PEP: <unassigned> Title: Extending the buffer protocol to include the array interface Version: $Revision: $ Last-Modified: $Date: $ Author: Travis Oliphant email@example.com Status: Draft Type: Standards Track Created: 28-Aug-2006 Python-Version: 2.6
This PEP proposes extending the tp_as_buffer structure to include function pointers that incorporate information about the intended shape and data-format of the provided buffer. In essence this will place something akin to the array interface directly into Python.
Several extensions to Python utilize the buffer protocol to share the location of a data-buffer that is really an N-dimensional array. However, there is no standard way to exchange the additional N-dimensional array information so that the data-buffer is interpreted correctly. The NumPy project introduced an array interface (http://numpy.scipy.org/array_interface.shtml) through a set of attributes on the object itself. While this approach works, it requires attribute lookups which can be expensive when sharing many small arrays.
One of the key reasons that users often request to place something like NumPy into the standard library is so that it can be used as standard for other packages that deal with arrays. This PEP provides a mechanism for extending the buffer protocol (which already allows data sharing) to add the additional information needed to understand the data. This should be of benefit to all third-party modules that want to share memory through the buffer protocol such as GUI toolkits, PIL, PyGame, CVXOPT, PyVoxel, PyMedia, audio libraries, video libraries etc.
Add a bf_getarrayinfo function pointer to the buffer protocol to allow objects to share additional information about the returned memory pointer. Add the TP_HAS_EXT_BUFFER flag to types that define the extended buffer protocol.
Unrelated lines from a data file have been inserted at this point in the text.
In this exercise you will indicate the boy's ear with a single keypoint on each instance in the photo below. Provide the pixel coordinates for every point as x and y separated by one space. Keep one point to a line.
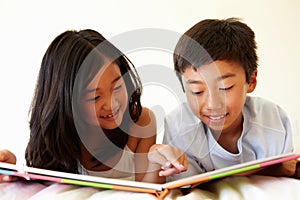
252 82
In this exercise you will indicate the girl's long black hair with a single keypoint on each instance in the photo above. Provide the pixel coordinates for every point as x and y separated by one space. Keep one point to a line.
54 141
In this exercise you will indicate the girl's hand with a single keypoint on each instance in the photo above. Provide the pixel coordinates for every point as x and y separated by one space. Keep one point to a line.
8 157
171 159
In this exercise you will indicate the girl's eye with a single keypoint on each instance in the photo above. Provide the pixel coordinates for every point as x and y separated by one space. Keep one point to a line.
118 87
227 88
196 93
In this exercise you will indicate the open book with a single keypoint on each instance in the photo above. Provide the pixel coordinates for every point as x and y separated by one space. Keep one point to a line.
160 190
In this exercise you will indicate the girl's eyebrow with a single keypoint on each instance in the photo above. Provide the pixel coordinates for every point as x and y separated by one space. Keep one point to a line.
228 75
95 89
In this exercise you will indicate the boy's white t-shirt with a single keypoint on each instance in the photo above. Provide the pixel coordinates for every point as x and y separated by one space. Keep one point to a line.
266 132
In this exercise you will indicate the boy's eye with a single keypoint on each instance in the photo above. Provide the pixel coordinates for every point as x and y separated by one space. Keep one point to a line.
227 88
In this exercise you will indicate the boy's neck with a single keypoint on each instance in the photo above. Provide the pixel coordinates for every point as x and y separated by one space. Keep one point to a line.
229 137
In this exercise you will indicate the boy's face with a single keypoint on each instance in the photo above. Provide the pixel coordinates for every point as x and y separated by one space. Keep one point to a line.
216 93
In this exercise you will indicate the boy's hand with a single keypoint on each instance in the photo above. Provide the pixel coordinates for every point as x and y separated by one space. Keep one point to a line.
8 157
171 159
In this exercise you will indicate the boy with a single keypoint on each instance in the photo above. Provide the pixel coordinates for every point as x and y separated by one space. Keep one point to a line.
220 125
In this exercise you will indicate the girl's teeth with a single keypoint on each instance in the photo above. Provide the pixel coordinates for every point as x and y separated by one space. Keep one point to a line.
217 118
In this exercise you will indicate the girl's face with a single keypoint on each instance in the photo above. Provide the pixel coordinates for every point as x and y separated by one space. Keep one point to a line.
216 93
105 99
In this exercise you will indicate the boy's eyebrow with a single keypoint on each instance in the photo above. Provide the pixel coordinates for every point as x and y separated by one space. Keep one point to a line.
194 81
95 89
228 75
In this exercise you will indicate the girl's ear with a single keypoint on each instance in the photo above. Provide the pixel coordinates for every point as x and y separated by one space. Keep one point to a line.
252 82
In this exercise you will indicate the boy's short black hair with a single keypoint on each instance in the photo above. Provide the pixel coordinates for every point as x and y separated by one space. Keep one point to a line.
213 39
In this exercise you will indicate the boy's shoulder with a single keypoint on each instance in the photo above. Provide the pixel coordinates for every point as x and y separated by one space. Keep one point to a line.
261 110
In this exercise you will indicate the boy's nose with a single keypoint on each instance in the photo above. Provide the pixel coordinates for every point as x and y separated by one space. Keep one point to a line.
215 100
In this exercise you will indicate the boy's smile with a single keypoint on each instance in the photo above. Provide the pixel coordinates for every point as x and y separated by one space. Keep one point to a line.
216 93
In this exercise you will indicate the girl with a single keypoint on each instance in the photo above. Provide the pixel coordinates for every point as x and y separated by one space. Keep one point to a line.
86 115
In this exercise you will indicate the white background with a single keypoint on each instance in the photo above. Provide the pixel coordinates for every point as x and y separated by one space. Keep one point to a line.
28 27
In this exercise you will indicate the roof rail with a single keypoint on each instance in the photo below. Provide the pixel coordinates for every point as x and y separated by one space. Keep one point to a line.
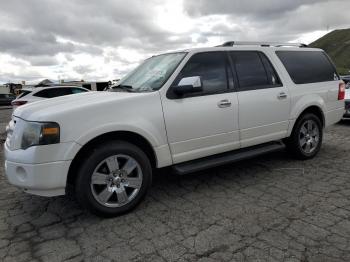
265 44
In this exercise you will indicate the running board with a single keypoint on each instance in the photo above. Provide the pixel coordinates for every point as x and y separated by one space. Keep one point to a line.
226 158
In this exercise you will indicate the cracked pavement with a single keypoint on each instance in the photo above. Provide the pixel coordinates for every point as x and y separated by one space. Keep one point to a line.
270 208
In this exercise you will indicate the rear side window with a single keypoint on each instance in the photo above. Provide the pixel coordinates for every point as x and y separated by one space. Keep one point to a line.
24 93
254 70
308 66
77 90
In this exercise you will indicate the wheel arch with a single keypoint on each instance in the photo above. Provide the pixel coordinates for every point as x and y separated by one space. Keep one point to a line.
127 136
314 109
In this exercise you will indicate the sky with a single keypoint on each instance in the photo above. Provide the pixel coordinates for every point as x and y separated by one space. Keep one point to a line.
103 40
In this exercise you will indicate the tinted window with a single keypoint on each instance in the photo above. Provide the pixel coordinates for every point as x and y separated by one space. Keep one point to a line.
254 70
77 90
24 93
272 76
53 92
308 66
211 67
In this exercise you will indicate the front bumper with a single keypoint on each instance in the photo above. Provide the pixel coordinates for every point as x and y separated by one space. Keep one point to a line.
40 170
48 179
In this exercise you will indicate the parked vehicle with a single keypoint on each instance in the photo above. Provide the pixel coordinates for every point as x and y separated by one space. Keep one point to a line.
347 101
42 93
191 110
6 99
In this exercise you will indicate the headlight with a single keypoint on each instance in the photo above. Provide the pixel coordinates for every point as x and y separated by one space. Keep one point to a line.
27 134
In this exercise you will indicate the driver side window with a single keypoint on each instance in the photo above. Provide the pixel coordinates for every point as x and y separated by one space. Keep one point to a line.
212 68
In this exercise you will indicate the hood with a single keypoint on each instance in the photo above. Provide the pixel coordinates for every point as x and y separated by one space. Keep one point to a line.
84 102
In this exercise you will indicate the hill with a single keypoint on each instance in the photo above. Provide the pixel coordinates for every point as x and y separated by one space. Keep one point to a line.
337 46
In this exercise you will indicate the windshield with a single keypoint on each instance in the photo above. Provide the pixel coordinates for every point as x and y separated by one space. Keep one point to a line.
152 73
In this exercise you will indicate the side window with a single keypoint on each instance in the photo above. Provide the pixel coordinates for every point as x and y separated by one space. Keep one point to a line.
254 71
270 71
43 93
53 92
77 90
212 67
308 66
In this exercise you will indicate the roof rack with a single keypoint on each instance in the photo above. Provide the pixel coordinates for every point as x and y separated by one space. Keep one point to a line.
265 44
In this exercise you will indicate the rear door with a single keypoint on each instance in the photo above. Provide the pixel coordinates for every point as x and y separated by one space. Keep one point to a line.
264 102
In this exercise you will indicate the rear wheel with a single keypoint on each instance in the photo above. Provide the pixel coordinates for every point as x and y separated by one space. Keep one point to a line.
113 179
306 138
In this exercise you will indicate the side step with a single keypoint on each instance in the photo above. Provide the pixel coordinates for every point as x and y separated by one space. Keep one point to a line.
226 158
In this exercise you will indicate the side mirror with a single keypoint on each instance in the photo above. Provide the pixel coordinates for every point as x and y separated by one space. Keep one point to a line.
188 85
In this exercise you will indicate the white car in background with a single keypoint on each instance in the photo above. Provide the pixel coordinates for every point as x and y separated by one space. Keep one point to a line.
347 101
42 93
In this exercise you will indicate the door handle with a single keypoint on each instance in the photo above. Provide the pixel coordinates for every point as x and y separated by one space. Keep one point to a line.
224 103
282 95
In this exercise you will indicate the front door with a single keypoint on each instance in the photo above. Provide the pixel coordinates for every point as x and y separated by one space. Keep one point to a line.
206 122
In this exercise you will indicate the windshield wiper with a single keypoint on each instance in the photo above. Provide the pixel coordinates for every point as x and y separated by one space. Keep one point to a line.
128 88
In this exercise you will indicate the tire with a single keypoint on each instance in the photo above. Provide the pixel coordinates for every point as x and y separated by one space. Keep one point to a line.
304 143
113 179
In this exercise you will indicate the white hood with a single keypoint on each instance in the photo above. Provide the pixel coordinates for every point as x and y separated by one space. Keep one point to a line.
46 110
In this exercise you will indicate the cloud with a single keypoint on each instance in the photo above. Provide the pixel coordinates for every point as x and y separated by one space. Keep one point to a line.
97 39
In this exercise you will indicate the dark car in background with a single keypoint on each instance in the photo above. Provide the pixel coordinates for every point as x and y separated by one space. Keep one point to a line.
6 99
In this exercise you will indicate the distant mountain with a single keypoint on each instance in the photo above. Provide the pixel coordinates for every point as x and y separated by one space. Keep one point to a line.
337 46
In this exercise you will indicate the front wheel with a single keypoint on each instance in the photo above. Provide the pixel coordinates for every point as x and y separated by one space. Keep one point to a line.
306 138
113 179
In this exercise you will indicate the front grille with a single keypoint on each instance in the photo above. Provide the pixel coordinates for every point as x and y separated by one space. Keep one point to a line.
9 131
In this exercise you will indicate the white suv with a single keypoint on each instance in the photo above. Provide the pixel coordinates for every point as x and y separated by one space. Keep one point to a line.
191 110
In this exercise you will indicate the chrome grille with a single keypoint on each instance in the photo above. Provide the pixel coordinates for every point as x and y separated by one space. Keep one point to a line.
9 131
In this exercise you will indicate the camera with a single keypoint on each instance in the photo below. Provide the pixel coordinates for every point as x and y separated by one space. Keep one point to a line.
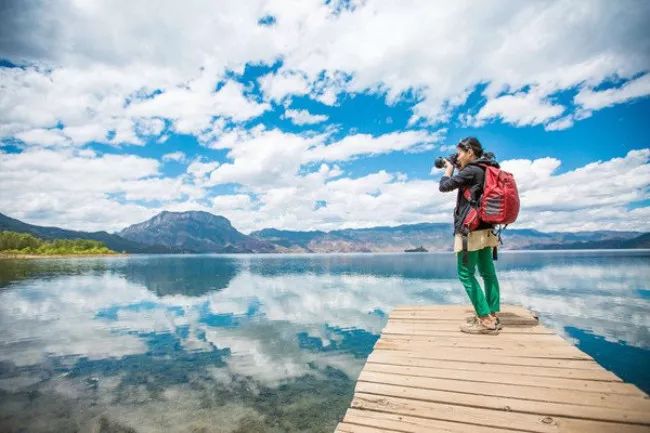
440 161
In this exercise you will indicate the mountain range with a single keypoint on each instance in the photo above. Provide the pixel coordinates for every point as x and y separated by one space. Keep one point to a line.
203 232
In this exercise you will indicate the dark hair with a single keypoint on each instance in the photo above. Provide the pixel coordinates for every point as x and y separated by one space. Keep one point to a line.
471 143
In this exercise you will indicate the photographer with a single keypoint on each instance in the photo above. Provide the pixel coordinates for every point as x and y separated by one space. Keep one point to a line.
473 247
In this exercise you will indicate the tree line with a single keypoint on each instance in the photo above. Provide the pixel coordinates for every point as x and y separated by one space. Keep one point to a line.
25 243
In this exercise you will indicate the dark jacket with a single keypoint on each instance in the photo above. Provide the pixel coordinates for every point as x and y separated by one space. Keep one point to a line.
471 176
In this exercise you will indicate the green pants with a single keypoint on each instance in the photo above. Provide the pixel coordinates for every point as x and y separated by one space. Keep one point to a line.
487 303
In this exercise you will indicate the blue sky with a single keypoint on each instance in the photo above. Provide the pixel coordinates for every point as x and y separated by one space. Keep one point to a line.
315 115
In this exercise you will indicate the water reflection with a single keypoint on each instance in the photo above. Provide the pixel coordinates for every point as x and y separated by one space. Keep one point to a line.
263 343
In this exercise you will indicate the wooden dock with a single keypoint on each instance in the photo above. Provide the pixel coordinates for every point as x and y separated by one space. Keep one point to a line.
424 375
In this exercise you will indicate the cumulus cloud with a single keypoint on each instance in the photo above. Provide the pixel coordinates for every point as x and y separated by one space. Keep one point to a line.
82 79
82 190
593 197
175 156
90 68
304 117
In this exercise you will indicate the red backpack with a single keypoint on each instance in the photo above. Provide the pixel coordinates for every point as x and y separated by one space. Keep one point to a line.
499 203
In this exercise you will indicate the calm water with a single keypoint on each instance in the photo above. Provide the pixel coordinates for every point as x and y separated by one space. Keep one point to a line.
260 343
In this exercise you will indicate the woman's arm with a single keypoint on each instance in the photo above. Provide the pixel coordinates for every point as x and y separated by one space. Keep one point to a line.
450 183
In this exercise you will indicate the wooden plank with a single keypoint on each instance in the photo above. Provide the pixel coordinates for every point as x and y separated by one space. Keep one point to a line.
489 417
558 352
534 371
413 424
422 329
444 354
514 404
481 340
507 320
527 392
489 339
424 375
505 378
345 427
526 388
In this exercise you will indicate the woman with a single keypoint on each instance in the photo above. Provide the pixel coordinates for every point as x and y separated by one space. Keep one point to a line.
479 242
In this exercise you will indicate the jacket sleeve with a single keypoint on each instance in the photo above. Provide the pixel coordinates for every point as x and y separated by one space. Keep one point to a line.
464 177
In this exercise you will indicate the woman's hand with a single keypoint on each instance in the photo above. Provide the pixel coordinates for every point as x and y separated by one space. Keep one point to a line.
449 168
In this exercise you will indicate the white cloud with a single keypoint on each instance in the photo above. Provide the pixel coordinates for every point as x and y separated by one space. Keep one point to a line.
280 85
365 144
304 117
76 190
593 197
520 109
175 156
595 100
232 202
89 69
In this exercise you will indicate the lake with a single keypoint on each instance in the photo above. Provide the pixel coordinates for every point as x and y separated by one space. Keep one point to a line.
265 343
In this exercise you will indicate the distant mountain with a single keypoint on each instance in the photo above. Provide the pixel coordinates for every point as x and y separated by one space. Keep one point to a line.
195 231
433 237
203 232
642 241
375 239
112 241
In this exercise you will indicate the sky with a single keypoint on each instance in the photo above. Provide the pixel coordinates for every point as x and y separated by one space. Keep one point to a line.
321 115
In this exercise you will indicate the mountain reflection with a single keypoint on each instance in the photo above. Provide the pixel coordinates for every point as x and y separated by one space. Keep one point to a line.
263 342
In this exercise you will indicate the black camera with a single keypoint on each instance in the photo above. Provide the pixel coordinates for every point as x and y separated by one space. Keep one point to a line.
440 161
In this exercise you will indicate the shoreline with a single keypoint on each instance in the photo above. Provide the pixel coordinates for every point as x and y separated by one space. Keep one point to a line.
60 256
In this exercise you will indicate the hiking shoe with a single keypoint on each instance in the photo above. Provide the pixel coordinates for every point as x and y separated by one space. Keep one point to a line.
478 328
474 319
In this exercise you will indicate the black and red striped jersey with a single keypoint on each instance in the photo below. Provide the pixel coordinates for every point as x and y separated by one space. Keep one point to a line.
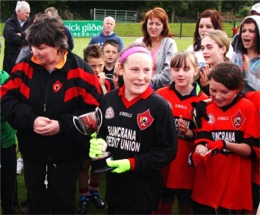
33 91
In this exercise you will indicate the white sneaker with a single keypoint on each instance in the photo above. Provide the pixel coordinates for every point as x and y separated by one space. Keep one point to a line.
19 167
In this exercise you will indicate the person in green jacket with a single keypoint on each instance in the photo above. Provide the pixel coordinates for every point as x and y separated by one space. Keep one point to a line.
9 198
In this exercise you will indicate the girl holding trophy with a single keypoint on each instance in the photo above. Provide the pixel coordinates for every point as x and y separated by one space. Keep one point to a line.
139 130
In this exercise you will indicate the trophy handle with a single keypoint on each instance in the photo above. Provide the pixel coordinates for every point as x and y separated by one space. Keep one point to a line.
75 120
99 112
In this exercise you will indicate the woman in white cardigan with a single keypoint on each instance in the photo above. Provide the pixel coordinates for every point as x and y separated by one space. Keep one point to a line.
157 38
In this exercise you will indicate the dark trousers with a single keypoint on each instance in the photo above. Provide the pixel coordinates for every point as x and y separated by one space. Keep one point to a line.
9 199
200 209
59 196
118 210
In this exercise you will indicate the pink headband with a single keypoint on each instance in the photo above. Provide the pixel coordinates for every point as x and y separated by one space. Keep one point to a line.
133 50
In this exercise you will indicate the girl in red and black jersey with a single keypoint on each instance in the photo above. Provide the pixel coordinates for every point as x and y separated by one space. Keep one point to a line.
180 94
140 132
224 147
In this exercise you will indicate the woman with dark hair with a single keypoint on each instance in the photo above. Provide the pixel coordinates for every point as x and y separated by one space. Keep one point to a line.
209 20
157 37
247 55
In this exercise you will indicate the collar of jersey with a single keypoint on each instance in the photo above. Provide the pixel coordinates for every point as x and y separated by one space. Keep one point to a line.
58 66
144 95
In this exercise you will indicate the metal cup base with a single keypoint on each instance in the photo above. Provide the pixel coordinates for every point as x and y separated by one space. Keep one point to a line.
99 165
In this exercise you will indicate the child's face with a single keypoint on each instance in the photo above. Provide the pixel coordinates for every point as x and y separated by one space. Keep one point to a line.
205 26
221 94
248 35
110 53
115 76
183 77
96 64
137 74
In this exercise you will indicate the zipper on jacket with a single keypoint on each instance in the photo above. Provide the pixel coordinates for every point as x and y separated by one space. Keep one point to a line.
46 95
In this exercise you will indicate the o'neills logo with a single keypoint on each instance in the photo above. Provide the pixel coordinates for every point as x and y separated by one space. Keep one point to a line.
109 113
238 119
144 120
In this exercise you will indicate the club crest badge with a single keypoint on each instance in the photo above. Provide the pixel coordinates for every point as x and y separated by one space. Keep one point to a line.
144 120
109 113
211 119
237 120
57 86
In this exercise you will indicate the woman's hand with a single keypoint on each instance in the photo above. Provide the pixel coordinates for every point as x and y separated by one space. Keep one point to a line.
205 70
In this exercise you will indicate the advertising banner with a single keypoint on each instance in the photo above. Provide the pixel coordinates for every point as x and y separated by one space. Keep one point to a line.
85 28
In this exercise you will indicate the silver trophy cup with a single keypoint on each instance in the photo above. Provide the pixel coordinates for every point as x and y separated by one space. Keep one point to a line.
89 124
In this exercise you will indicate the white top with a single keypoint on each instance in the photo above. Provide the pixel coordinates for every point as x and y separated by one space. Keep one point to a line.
200 57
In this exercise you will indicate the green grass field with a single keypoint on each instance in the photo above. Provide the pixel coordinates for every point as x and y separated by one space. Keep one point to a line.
80 43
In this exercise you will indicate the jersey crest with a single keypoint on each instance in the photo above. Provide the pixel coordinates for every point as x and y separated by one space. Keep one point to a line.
211 119
144 120
109 113
56 86
238 119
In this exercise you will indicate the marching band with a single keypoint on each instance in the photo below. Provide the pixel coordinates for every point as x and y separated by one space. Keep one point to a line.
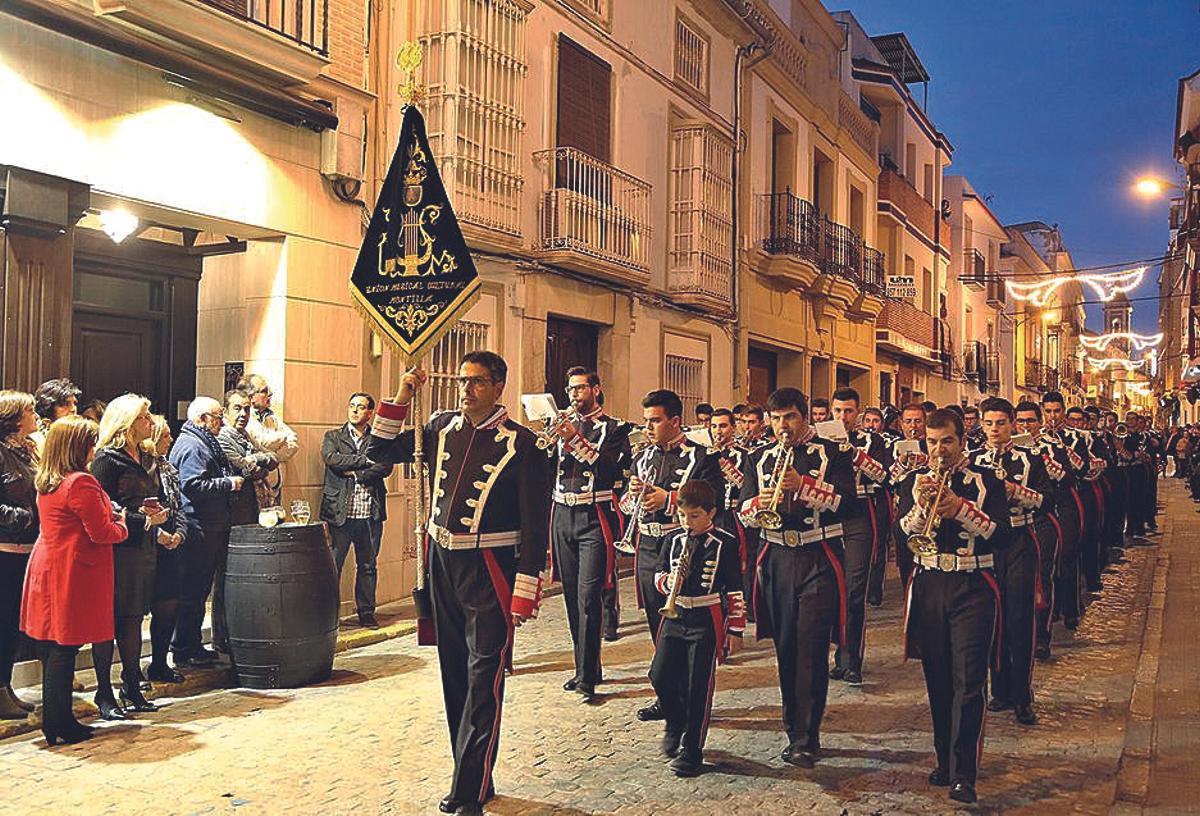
1000 517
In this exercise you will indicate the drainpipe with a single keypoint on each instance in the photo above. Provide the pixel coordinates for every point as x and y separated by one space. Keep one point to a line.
760 52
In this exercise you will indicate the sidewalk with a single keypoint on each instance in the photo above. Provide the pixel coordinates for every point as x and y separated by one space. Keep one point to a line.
1161 762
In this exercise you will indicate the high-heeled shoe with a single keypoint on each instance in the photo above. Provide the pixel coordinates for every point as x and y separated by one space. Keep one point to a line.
67 736
135 701
108 708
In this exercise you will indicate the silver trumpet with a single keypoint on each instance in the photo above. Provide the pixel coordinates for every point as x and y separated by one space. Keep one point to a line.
647 477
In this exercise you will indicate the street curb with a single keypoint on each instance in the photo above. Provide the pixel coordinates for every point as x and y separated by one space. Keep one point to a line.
198 681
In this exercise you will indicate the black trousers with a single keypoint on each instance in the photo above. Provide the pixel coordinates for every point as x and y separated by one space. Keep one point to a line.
1067 569
683 673
859 546
1049 544
365 534
647 558
581 559
954 615
471 592
1017 574
12 582
58 671
202 563
799 591
880 505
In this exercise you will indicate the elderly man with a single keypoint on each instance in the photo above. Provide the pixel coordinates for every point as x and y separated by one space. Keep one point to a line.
268 430
208 483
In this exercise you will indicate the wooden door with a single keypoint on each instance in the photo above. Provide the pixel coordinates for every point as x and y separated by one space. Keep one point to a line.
113 355
568 343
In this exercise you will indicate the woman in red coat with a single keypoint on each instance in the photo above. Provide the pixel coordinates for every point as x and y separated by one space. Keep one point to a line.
69 585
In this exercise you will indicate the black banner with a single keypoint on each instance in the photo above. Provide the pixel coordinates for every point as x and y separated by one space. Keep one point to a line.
414 276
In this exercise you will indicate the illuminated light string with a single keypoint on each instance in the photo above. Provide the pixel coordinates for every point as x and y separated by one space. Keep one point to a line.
1107 286
1139 342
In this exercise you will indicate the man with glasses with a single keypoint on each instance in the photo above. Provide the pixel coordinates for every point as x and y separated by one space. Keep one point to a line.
354 501
583 525
486 537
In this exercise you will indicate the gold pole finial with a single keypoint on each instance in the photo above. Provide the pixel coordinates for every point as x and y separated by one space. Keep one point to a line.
408 60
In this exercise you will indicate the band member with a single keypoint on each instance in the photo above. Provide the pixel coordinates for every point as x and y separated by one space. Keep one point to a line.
583 525
961 513
1065 521
486 539
732 460
700 574
651 499
864 521
821 411
1075 527
795 492
907 454
1018 562
975 436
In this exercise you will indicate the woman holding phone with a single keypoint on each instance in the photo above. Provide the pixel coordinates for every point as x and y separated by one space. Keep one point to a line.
126 472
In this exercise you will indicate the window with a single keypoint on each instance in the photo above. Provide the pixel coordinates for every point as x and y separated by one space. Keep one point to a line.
474 72
691 57
684 376
585 101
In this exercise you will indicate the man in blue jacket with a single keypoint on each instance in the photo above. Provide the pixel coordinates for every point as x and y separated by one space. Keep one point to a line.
208 484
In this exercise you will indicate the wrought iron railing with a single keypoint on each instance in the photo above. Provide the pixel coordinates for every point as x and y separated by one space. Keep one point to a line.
303 22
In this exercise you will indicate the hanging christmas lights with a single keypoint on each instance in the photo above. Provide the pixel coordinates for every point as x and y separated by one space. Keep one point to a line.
1107 286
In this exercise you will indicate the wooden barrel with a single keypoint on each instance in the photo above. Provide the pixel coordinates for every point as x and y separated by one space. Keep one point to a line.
281 605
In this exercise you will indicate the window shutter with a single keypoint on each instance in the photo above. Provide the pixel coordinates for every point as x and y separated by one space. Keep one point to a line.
585 101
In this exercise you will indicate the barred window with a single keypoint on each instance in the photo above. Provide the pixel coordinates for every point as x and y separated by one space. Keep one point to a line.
691 57
474 72
684 376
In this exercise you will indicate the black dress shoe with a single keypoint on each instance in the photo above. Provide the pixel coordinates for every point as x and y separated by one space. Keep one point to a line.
163 675
963 792
670 744
651 713
108 708
798 754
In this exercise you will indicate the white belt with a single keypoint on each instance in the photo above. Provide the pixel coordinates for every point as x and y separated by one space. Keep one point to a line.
448 540
798 538
571 499
697 601
949 562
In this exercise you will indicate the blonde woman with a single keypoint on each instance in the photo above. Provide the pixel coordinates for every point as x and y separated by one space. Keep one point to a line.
125 471
67 600
18 531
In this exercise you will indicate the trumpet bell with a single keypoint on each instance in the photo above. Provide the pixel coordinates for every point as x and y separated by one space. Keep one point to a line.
769 520
922 545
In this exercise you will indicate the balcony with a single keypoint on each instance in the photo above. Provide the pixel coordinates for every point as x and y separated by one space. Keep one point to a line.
594 219
973 270
282 41
905 203
903 328
790 227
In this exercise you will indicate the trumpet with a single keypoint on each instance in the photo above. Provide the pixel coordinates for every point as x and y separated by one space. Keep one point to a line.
924 543
625 544
671 609
547 437
769 517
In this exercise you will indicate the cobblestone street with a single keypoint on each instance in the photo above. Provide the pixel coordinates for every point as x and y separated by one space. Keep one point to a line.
372 739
bf_getarrayinfo (PyObject *obj, Py_intptr_t **shape, Py_intptr_t **strides, PyObject **dataformat)
Inputs: obj -- The Python object being questioned.
[function result] -- the number of dimensions (n)
*shape -- A C-array of 'n' integers indicating the shape of the array. Can be NULL if n==0.
*strides -- A C-array of 'n' integers indicating the number of bytes to jump to get to the next element in each dimension. Can be NULL if the array is C-contiguous (or n==0).
*dataformat -- A Python object describing the data-format each element of the array should be interpreted as.
1) How is data-format information supposed to be shared? A companion proposal suggests returning a data-format object which carries the information about the buffer area.
2) Should the single function pointer call be extended into multiple calls or should it's arguments be compressed into a structure that is filled?
3) Should a C-API function(s) be created which wraps calls to this function pointer much like is done now with the buffer protocol? What should the interface of this function (or these functions) be.
4) Should a mask (for missing values) be shared as well?
Supplied when the PEP is accepted.
This document is placed in the public domain.